Collective Cabaret. As much as I love globalization for the fact that I can buy Starbucks in South Korea or Burger King when in doubt in Bangkok, it really struck a chord when one of my favourite venues was turned into an American Apparel. Host to the last ever Ciaira’s tears show, the Collective Cabaret embraced mostly rock, punk and metal music. It had a great sound system, it was spacious, and it even had a video screen so I could try my “Rock’n’Film” show idea. It was run by the same generous, we’ve-dealt-with-worse managers of the Albert, the Cabaret was a bright spot in the Winnipeg music scene just down the street from the Zoo and, more recently, The Cavern.


Could not find the entrance to the venue called Wellington's, a formerly popular goth hang.

Wellingtons. I don’t think this place is still operational. Well, I think it’s more one of those places that you have to be invited to. As in, “Pssst, there’s something going on at Wellingtons, wanna go?” To which you’d respond “sure” cause you’d neither know where it is or what was going on. Think raves for goths. I remember they had dirty white tiles for floors.

Rogue’s Gallery. Oh the Rogue’s. My bandmates spent more time here than I did, mostly because they were older and a part of the “coffee shop hang out” group. Bands played upstairs, which meant lugging the equipment up the winding stairs (fun stuff). Laid back atmosphere, paintings on the walls, books to flip through, and some games to play while sippin’ coffee. Though I’m not clear on why the place shut down, I do know that they often got noise complaints. Or maybe it was only when we played.

The Stone. Another venue attached to a hotel, but this one is found in St. Boniface. I don’t know what it is now, but it’s sure as hell not The Stone. I can’t remember if there was a strip club next door or if the place was a strip club, but I remember there being strippers around.

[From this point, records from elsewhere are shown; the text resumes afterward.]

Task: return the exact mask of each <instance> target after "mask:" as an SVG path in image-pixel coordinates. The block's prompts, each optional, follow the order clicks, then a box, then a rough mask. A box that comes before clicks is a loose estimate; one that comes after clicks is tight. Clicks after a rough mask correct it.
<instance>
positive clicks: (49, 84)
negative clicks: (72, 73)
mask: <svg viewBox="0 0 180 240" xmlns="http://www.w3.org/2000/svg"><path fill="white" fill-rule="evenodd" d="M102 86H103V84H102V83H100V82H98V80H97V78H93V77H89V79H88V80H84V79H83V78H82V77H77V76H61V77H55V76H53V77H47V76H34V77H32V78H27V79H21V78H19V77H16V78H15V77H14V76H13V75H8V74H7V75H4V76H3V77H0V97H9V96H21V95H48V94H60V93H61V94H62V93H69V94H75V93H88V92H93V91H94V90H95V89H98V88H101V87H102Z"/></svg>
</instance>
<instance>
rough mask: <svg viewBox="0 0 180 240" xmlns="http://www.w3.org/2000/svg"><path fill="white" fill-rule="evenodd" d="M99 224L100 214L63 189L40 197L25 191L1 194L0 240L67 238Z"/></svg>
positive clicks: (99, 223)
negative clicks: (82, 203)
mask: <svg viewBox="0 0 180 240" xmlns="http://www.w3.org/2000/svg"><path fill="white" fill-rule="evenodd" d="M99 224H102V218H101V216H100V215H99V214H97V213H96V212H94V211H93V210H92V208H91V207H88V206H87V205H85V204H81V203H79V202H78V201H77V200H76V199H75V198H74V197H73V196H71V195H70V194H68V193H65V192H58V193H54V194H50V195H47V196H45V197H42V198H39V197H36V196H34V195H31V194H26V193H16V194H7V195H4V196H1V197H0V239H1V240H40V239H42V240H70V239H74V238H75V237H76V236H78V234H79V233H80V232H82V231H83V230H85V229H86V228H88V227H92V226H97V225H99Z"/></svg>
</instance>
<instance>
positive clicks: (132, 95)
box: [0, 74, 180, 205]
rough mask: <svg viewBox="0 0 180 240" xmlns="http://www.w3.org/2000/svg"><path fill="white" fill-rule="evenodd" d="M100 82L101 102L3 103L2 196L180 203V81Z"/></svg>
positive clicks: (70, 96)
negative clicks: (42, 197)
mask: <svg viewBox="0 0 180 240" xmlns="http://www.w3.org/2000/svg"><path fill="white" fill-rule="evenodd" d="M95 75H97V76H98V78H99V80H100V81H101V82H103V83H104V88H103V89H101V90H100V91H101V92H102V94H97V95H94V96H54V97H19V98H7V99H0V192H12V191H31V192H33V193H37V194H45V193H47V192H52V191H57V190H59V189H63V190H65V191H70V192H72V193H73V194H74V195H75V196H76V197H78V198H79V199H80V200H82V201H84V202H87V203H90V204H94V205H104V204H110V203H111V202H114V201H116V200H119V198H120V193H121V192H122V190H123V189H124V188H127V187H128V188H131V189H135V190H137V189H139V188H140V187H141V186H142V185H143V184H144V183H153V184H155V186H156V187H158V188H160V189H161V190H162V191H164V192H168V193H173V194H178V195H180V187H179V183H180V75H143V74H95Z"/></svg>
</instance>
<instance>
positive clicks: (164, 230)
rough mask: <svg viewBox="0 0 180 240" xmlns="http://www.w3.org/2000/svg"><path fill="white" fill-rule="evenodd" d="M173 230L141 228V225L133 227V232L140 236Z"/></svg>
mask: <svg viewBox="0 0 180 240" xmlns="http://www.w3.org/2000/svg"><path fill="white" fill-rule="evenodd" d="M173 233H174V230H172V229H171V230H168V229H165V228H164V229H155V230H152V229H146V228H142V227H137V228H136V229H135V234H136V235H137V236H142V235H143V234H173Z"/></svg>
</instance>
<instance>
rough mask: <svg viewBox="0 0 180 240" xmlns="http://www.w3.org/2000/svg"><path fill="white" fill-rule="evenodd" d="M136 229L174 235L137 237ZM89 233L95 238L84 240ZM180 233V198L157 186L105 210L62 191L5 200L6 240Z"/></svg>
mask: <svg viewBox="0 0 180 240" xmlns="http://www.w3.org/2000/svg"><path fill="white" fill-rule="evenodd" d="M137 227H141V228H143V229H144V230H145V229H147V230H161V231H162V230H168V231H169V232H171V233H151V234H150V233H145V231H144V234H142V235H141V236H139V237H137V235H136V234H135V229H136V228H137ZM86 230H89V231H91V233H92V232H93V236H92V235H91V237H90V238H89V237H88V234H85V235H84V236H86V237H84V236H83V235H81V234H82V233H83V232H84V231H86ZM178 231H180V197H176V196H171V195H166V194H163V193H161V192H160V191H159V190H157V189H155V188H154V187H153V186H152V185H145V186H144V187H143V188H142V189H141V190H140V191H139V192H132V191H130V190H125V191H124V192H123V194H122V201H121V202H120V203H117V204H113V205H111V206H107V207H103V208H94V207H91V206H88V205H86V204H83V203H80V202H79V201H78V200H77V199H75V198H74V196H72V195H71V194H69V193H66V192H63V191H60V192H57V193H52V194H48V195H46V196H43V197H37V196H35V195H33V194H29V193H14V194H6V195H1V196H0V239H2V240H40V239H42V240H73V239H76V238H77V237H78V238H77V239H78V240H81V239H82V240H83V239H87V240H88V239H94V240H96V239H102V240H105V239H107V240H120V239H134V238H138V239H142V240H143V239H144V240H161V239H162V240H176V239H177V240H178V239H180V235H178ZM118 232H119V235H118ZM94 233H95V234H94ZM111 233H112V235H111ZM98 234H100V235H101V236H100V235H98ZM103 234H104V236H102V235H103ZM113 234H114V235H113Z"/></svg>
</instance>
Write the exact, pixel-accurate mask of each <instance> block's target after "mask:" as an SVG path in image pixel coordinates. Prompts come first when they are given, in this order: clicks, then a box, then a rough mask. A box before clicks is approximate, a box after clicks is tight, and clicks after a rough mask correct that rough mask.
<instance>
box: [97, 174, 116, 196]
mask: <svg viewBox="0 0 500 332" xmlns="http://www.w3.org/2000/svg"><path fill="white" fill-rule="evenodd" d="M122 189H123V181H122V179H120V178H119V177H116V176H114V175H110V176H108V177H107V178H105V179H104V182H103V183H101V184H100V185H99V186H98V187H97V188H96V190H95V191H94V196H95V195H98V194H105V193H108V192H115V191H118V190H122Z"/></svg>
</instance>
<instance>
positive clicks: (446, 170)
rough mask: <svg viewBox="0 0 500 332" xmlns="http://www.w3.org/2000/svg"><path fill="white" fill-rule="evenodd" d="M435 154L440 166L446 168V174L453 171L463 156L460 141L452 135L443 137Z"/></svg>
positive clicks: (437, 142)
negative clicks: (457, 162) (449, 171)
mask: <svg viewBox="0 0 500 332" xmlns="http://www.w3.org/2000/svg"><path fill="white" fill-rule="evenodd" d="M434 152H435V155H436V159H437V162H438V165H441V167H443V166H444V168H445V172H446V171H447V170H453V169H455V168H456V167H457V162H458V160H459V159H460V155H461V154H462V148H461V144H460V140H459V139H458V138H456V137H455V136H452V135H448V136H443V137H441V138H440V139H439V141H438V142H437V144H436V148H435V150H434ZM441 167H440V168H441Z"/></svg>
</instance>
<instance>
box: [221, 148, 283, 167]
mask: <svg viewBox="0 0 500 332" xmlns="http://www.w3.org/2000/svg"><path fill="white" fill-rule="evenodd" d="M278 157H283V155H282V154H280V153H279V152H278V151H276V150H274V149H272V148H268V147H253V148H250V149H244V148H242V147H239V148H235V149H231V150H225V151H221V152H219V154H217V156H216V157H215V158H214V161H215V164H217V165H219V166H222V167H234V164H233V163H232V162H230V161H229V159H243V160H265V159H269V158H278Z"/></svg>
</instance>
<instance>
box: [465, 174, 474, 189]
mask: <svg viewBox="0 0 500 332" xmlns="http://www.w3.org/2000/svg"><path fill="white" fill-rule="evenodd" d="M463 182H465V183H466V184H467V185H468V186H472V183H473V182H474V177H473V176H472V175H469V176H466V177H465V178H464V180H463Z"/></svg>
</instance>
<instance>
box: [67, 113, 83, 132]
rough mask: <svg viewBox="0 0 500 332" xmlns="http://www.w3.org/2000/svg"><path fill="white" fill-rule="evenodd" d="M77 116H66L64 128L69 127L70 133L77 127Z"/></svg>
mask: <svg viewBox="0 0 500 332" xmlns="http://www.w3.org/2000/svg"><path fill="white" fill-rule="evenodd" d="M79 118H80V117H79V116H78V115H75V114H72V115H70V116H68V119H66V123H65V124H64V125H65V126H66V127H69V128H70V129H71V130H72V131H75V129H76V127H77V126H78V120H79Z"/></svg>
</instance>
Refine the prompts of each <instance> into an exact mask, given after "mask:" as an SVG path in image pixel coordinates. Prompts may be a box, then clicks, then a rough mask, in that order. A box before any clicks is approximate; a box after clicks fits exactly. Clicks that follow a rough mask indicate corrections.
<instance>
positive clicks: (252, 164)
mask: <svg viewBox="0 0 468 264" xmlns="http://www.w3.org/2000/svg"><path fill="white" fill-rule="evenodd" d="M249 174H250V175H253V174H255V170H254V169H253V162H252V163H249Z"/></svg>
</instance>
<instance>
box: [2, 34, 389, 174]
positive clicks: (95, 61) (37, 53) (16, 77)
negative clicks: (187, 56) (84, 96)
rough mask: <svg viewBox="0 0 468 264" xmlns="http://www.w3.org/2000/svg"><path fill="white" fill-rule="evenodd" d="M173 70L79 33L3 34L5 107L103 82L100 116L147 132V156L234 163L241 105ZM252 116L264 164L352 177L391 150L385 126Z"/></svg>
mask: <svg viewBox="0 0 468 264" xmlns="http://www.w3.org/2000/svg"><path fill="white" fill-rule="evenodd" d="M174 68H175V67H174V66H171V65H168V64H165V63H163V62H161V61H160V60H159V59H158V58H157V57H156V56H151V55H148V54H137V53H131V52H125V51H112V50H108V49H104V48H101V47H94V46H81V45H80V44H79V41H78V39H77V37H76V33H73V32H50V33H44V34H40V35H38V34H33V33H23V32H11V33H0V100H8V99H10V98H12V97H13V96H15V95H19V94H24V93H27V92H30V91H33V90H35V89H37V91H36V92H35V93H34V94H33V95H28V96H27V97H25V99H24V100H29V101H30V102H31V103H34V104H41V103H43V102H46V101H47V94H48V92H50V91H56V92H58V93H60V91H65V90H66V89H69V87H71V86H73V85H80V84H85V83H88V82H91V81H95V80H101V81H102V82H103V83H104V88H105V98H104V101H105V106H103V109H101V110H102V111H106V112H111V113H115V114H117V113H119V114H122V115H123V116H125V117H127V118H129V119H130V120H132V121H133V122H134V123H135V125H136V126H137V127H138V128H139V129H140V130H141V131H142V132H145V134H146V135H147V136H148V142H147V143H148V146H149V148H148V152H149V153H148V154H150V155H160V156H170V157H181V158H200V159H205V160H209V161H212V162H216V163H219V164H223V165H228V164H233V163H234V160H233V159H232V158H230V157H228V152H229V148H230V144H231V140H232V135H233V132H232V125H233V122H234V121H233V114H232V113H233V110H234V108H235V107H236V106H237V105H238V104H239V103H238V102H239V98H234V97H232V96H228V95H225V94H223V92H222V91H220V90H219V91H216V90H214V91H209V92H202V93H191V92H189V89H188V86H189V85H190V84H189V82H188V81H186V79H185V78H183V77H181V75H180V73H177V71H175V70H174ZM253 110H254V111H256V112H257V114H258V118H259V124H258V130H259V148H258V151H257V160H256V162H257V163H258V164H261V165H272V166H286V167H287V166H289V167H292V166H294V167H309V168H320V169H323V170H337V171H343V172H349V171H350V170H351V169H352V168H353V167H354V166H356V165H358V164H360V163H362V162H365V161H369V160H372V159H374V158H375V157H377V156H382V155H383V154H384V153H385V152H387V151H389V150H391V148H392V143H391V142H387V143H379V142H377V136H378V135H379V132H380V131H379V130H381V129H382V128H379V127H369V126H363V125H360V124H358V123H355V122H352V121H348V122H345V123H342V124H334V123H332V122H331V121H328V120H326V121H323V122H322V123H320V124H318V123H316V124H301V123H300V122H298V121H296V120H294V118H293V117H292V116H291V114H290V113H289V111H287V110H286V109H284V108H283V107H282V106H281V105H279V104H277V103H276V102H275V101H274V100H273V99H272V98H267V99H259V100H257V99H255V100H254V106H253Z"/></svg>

Killarney, Manitoba. My rock band’s first, and last, national tour was to this small city about 3 hours west of Winnipeg. Playing to an all-ages group, it was set up by one of the girls living there who had heard us online. The kids went off hard that day, complete with most-pit, devil horns, and all the black they could find in their wardrobe. Fantastic energy and a highlight in my career as a drummer.

I would be remiss not to mention the fact that Ciaira’s tears only ever played one house party, at my future sis-in-law’s parents’ place. Thanks to our melodic sound and amps set to 11, we cleared the room within a few minutes, though some of our better friends toughed it out. She even paid us $60, which I’m sure we spent on booze. Zrada and Taran, on the other hand, played some house parties which were renowned to get out of hand, often with people juggling (shirtless) with empty wine bottles and patio furniture being moved onto the roof.

And so we played the stages of the Winnipeg rock music scene, sharing them with the likes of Burnbox, Fuller, Needlefish, XengineX, Jerkwater, Dreadnaut, Serrated Scalpel (watch the first video, insane!), Faust, The Product, HCE, Lowball, The Velvet Pill, Trousermouth and a whole list of other like-minded future-rockstars. Yep, those were the days.

As a concluding note, I think I will add one more part to this series, part 3: Ciaira’s tears.